Ксения уткнулась носом в мамин подол на коленях.
– Ты столько страдала, страдаешь. За что? Ты же добрая. Ты всегда была тоньше душой и красивее многих и многих. Но кто ценил тебя? Кто, кроме меня? Отец? Ну не знаю. И что сотворил с тобою твой благой Творец?

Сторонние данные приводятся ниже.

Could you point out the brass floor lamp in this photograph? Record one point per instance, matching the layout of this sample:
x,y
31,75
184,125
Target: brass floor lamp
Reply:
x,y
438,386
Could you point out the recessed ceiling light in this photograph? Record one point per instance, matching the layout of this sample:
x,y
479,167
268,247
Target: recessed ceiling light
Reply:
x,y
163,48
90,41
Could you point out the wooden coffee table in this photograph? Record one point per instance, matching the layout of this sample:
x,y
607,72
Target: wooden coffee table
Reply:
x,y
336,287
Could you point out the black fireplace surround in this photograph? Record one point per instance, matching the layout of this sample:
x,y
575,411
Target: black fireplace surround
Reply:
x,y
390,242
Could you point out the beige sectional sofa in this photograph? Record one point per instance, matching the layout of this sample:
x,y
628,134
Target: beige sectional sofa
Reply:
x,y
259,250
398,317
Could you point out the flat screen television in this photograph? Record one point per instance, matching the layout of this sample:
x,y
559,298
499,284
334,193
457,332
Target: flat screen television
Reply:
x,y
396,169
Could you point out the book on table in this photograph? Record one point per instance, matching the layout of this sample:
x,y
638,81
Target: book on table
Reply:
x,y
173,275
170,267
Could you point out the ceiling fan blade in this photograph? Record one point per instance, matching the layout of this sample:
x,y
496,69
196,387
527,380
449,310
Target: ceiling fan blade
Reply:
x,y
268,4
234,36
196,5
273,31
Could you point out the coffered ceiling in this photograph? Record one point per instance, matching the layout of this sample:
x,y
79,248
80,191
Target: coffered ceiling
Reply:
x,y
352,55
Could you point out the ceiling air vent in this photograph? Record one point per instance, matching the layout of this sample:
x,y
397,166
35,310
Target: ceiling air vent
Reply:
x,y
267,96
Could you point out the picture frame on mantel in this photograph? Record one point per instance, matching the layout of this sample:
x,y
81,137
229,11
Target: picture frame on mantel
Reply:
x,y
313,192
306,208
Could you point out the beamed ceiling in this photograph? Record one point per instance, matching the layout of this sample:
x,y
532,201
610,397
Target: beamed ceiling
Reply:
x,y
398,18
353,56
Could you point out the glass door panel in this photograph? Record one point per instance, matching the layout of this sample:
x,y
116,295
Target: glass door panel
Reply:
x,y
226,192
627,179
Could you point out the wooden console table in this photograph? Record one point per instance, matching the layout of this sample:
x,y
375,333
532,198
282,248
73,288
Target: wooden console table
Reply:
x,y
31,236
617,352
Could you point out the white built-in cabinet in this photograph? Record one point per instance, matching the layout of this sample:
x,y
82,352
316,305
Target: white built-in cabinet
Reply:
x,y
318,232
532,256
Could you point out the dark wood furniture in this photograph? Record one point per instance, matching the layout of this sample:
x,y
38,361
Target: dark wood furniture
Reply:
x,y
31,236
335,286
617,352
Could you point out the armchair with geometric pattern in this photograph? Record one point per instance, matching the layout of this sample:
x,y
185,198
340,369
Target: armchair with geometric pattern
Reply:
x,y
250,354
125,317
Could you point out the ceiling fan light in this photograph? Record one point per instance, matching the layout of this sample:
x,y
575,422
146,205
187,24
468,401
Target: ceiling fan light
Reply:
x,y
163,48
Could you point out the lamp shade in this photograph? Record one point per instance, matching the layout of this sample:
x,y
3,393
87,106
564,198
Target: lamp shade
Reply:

– Нельзя так говорить. Не Он сделал меня больной, а наше человеческое своеволие. Мы посягаем на звёзды и другие миры, не умея ещё любить и жалеть других людей. Не понимая того, что наш мир дан нам на проверку нашей готовности к вечности. Достойны мы её или нет? Творец несёт в себе замысел прекрасного будущего и не скрывает от нас ничего. Он сообщает нам всё уже тогда, когда мы только начинаем осознавать свою маленькую индивидуальность. Природа, Земля, космос – страницы живой книги Творца. В Будущем Он явит нам своё совершенство. Мы всё ещё пребываем в мучительном акте рождения. Мы всего лишь клетки мира-эмбриона. Творение не завершено. Я вот тут прочитала краткое изложение концепции одного старинного русского технаря, ставшего впоследствии философом, что Природа торопится создать человека, как инструмент своего спасения от вселенской гибели. Очень торопится. Человек есть живой орган Вселенной, необходимый ей, и что Природа, как и Вселенная – не объект, а разумный субъект, а звёзды – особая организация разумной жизни. Все Галактики наделены нравственностью, они добры друг к другу. Никто не создавал жизнь, никакая там эволюция без души, или безжалостный отбор. Жизнь, разум присущи Вселенной изначально. Мы – люди – существа электромагнитной природы, как звёзды, как весь Космос. Но из глубин нашей Вселенной уже в те далёкие времена фиксировали всплески загадочных излучений – крик о помощи. Вселенная ждёт своего Спасителя от безжалостной ужасной энтропии. Такова была его теория. Что любопытно, он работал в оборонной, военной структуре, созданной для массового убийства. Хотя в случае нашей русской истории это было явление оборонительное, защитное. Чего только не прочтёшь глухими ночами, находясь в одиночестве.